How to Train Diffusion for Text from Scratch

Greg Schoeninger

Apr 30, 2024

This is part two of a series on Diffusion for Text with Score Entropy Discrete Diffusion (SEDD) models. Today we will be diving into the code for diffusion models for text, and see how they work from the inputs to the outputs to the intermediate representations of the diffusion process itself. By the end of it you will be able to train an end to end diffusion model for text and have a better understanding of the benefits and current limitations.

We do this series of ArXiv Dives live on Fridays with the Oxen.ai community. We believe that it is not only important to read the papers, but dive into the code that comes along with them to truly understand the implications, impact, and be able to apply the learnings to your own work.

The following are notes from our live session, feel free to follow along with the video below.

Paper & Code

Discrete Diffusion Modeling by Estimating the Ratios of the Data Distribution by the teams at Stanford and Pika Labs.

Discrete Diffusion Modeling by Estimating the Ratios of the Data Distribution

Despite their groundbreaking performance for many generative modeling tasks, diffusion models have fallen short on discrete data domains such as natural language. Crucially, standard diffusion models rely on the well-established theory of score matching, but efforts to generalize this to discrete structures have not yielded the same empirical gains. In this work, we bridge this gap by proposing score entropy, a novel loss that naturally extends score matching to discrete spaces, integrates seamlessly to build discrete diffusion models, and significantly boosts performance. Experimentally, we test our Score Entropy Discrete Diffusion models (SEDD) on standard language modeling tasks. For comparable model sizes, SEDD beats existing language diffusion paradigms (reducing perplexity by $25$-$75$\%) and is competitive with autoregressive models, in particular outperforming GPT-2. Furthermore, compared to autoregressive mdoels, SEDD generates faithful text without requiring distribution annealing techniques like temperature scaling (around $6$-$8\times$ better generative perplexity than un-annealed GPT-2), can trade compute and quality (similar quality with $32\times$ fewer network evaluations), and enables controllable infilling (matching nucleus sampling quality while enabling other strategies besides left to right prompting).

arXiv.orgAaron Lou

Big shout out to @louaaron and team for the initial code implementation that was released along side the paper. For this dive, we stripped down the original code base and simplified for optimized for my own clarity and understanding. The modified codebase can run on a single A10 GPU depending on the model and batch sizes and tokenizer you use.
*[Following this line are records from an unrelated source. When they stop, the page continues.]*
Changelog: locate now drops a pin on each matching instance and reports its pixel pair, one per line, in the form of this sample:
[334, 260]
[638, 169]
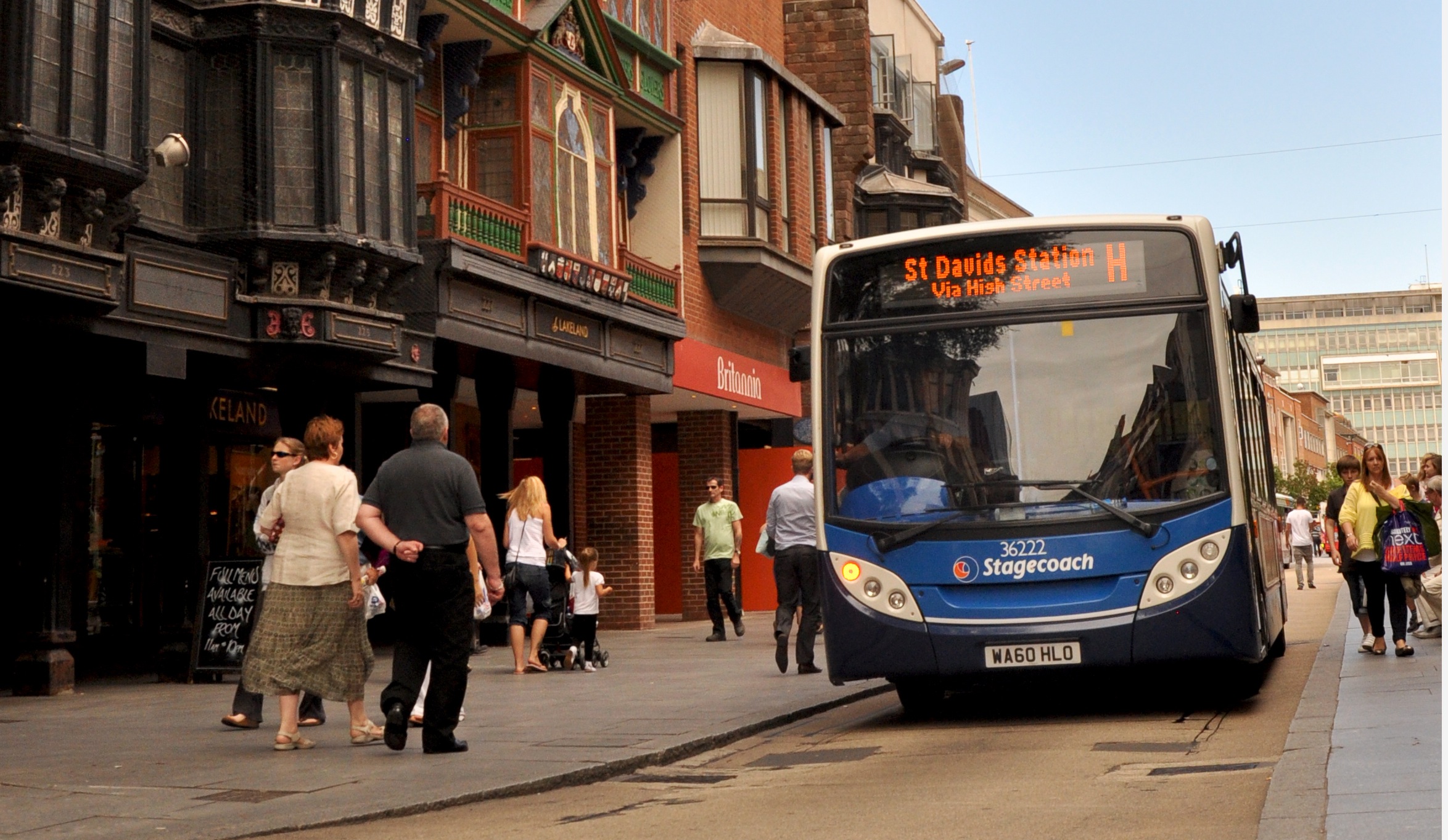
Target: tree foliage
[1304, 484]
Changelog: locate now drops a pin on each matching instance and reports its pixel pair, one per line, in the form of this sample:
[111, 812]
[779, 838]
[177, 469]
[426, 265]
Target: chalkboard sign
[229, 603]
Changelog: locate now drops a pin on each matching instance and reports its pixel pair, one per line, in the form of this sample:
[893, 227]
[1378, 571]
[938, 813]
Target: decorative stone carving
[121, 215]
[567, 35]
[350, 280]
[12, 186]
[372, 287]
[93, 209]
[318, 279]
[51, 197]
[286, 279]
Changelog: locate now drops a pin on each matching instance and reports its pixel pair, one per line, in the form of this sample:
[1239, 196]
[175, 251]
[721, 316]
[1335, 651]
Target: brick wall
[619, 464]
[709, 447]
[827, 44]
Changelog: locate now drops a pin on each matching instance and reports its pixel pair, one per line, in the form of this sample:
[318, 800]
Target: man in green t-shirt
[717, 538]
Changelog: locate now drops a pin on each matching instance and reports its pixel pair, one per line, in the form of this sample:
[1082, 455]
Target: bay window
[83, 72]
[733, 157]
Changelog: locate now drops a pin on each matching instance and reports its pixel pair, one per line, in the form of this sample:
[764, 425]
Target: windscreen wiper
[1137, 523]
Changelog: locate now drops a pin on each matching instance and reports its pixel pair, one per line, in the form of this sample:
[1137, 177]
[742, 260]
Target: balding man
[791, 525]
[423, 508]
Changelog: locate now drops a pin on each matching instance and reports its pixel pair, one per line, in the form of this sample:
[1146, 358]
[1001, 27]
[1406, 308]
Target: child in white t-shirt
[585, 588]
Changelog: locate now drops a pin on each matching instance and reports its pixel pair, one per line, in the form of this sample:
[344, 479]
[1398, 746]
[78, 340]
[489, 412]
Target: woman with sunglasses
[247, 707]
[1360, 523]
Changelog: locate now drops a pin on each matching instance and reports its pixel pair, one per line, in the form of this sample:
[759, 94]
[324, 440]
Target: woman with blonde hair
[527, 537]
[311, 633]
[1360, 525]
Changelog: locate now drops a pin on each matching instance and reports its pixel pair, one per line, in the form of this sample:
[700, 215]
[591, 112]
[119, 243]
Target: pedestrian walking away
[311, 633]
[529, 538]
[247, 706]
[585, 587]
[1349, 468]
[1360, 523]
[789, 526]
[425, 506]
[718, 533]
[1299, 535]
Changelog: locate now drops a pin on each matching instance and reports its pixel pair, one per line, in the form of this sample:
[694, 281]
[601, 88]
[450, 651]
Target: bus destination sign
[1021, 276]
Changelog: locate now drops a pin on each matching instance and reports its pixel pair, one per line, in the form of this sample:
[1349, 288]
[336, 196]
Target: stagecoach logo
[966, 570]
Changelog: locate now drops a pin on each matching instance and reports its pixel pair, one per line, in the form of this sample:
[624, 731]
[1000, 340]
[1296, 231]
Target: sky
[1064, 86]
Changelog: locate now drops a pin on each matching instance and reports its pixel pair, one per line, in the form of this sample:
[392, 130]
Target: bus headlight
[866, 581]
[1183, 570]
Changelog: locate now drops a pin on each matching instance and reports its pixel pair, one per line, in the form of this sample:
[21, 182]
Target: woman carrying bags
[527, 537]
[1360, 523]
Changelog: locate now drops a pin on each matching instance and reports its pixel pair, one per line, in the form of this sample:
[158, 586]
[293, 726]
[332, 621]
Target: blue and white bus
[1042, 443]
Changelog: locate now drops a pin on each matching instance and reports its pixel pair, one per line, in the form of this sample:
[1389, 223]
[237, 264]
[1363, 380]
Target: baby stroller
[559, 636]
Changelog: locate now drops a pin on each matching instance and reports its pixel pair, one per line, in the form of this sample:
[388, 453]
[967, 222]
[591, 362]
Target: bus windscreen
[1013, 271]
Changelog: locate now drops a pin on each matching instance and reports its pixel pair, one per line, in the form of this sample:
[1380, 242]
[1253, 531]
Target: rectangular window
[348, 147]
[827, 150]
[83, 70]
[372, 154]
[787, 123]
[163, 196]
[397, 203]
[45, 68]
[294, 167]
[723, 209]
[122, 57]
[222, 141]
[493, 168]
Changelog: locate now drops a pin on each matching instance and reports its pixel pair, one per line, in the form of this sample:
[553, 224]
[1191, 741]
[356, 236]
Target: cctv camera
[171, 151]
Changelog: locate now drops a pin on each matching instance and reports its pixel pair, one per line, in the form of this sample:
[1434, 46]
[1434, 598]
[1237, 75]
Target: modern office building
[1376, 356]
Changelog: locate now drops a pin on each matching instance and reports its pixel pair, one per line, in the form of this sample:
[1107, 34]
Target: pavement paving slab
[142, 759]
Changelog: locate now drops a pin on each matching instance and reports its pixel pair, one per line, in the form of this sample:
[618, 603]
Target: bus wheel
[920, 699]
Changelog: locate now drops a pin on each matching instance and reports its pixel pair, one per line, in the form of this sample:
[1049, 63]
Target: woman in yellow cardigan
[1360, 522]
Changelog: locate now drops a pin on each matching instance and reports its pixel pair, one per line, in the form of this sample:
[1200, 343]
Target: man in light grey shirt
[791, 526]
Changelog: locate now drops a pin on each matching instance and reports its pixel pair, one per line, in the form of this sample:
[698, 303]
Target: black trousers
[432, 607]
[797, 580]
[1380, 584]
[250, 703]
[718, 583]
[585, 632]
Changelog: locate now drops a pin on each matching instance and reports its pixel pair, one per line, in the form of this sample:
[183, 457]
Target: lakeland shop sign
[709, 369]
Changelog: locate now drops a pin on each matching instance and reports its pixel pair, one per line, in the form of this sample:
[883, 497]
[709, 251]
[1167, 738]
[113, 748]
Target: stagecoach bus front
[1024, 461]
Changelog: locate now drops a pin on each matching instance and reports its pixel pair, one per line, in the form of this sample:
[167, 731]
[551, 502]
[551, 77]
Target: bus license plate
[1033, 655]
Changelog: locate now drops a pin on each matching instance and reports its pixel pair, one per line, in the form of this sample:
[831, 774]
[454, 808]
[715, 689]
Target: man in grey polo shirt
[423, 508]
[791, 525]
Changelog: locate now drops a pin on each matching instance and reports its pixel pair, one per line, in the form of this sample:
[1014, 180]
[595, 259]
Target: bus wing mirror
[1244, 313]
[800, 364]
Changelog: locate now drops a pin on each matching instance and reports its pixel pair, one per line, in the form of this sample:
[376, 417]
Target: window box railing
[456, 213]
[651, 284]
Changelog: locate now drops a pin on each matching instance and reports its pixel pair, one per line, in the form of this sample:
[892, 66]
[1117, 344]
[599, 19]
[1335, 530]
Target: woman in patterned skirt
[311, 632]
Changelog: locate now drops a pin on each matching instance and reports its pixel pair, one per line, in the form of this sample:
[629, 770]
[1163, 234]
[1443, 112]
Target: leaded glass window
[83, 70]
[397, 203]
[222, 141]
[45, 68]
[493, 168]
[163, 196]
[372, 165]
[294, 165]
[348, 147]
[542, 189]
[122, 56]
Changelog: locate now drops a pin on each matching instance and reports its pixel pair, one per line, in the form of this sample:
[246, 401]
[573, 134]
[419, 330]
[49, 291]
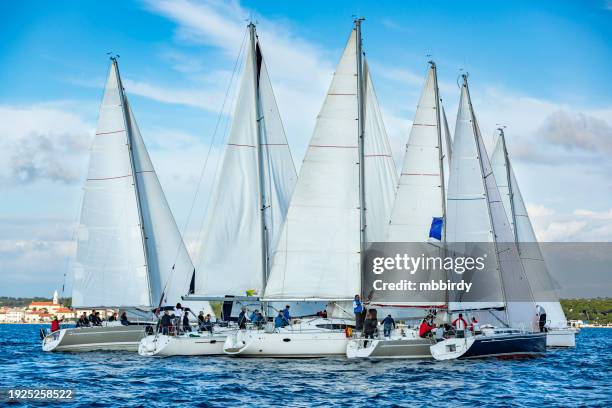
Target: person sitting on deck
[166, 322]
[425, 329]
[388, 323]
[260, 320]
[460, 325]
[55, 324]
[83, 320]
[358, 309]
[186, 325]
[242, 318]
[253, 316]
[92, 317]
[124, 320]
[370, 325]
[97, 320]
[280, 321]
[286, 313]
[474, 326]
[206, 324]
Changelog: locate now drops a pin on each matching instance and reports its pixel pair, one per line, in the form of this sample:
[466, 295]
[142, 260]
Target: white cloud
[42, 142]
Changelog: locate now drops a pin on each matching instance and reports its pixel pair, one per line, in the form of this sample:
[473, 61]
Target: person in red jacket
[460, 325]
[425, 329]
[55, 324]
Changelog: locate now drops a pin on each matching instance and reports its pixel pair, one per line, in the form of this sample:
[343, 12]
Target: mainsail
[318, 256]
[477, 222]
[129, 249]
[540, 280]
[420, 194]
[252, 191]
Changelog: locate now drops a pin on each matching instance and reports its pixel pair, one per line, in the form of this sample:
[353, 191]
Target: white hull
[305, 340]
[406, 346]
[561, 338]
[108, 338]
[196, 344]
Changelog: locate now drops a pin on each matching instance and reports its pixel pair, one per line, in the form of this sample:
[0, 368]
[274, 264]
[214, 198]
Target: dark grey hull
[126, 338]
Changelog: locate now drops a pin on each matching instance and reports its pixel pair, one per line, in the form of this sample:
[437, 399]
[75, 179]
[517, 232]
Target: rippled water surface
[577, 377]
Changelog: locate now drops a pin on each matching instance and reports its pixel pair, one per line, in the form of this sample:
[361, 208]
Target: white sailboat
[477, 223]
[248, 207]
[558, 334]
[419, 202]
[343, 197]
[130, 253]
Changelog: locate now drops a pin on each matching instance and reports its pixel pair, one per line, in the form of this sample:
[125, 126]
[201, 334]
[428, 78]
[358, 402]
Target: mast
[128, 132]
[510, 192]
[440, 152]
[361, 134]
[260, 155]
[486, 191]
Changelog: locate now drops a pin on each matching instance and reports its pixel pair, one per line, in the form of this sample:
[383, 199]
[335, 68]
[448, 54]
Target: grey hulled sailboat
[130, 253]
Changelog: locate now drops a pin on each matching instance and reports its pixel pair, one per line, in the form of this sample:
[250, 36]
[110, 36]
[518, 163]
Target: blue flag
[436, 228]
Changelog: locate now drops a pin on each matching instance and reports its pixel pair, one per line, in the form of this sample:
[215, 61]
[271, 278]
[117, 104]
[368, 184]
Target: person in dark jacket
[388, 324]
[166, 322]
[358, 310]
[370, 325]
[186, 325]
[242, 318]
[280, 321]
[124, 320]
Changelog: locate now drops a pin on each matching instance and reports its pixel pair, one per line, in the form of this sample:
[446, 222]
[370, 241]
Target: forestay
[540, 280]
[231, 256]
[318, 254]
[116, 265]
[476, 215]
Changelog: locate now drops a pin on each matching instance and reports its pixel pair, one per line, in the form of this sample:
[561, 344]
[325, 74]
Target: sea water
[573, 377]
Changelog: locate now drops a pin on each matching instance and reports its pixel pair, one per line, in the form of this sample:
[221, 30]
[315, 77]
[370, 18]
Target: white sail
[476, 215]
[380, 172]
[419, 196]
[169, 265]
[231, 258]
[318, 254]
[447, 147]
[540, 280]
[111, 266]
Quick Refresher on Diffusion for Text

We went over the math and paper in detail last week, but to set context the end goal is a generative LLM that instead of generating text token by token, can generate the entire sequence at once.

Just like diffusion for images or video, the idea is we start with a noisy random text sequence and slowly de-noise text into a coherent passage. You should be able to trade off compute (time steps) for text quality and coherence.

Why diffusion for text?

The paper cites a few reasons that diffusion is appealing for text. The first is pure performance when measured by perplexity (how “perplexed” is the model to see the next word given a dataset and the model's predicted probabilities).

SEDD Outperforms GPT-2 model of same size trained on the same amount of data.

You may be thinking…but GPT-2 is old? Yes but we must start research somewhere. What’s nice is you don’t need too much compute to reproduce at least this size of a model, and you can trade off compute for quality during inference which is harder to do with standard auto-regressive modeling.

The second reason is that diffusion models are more optimized for parallel compute, and can take advantage of modern hardware like GPUs better than auto-regressive models. Auto-regressive models predict the next token one by one given the previous context. This means we must process the text sequentially instead of dividing and conquering in parallel.

The third reason is the fact that if an auto-regressive model makes a mistake, the errors can cascade. Yann Lecun calls this a “generation drifts” from the data distribution and causes the model to diverge during sampling. Diffusion has the benefit of using the complete global context during generation, resulting in better overall generation.

Finally, diffusion enables prompting from any position, or multiple positions, enabling use cases such as infilling or completing a prefix before a suffix.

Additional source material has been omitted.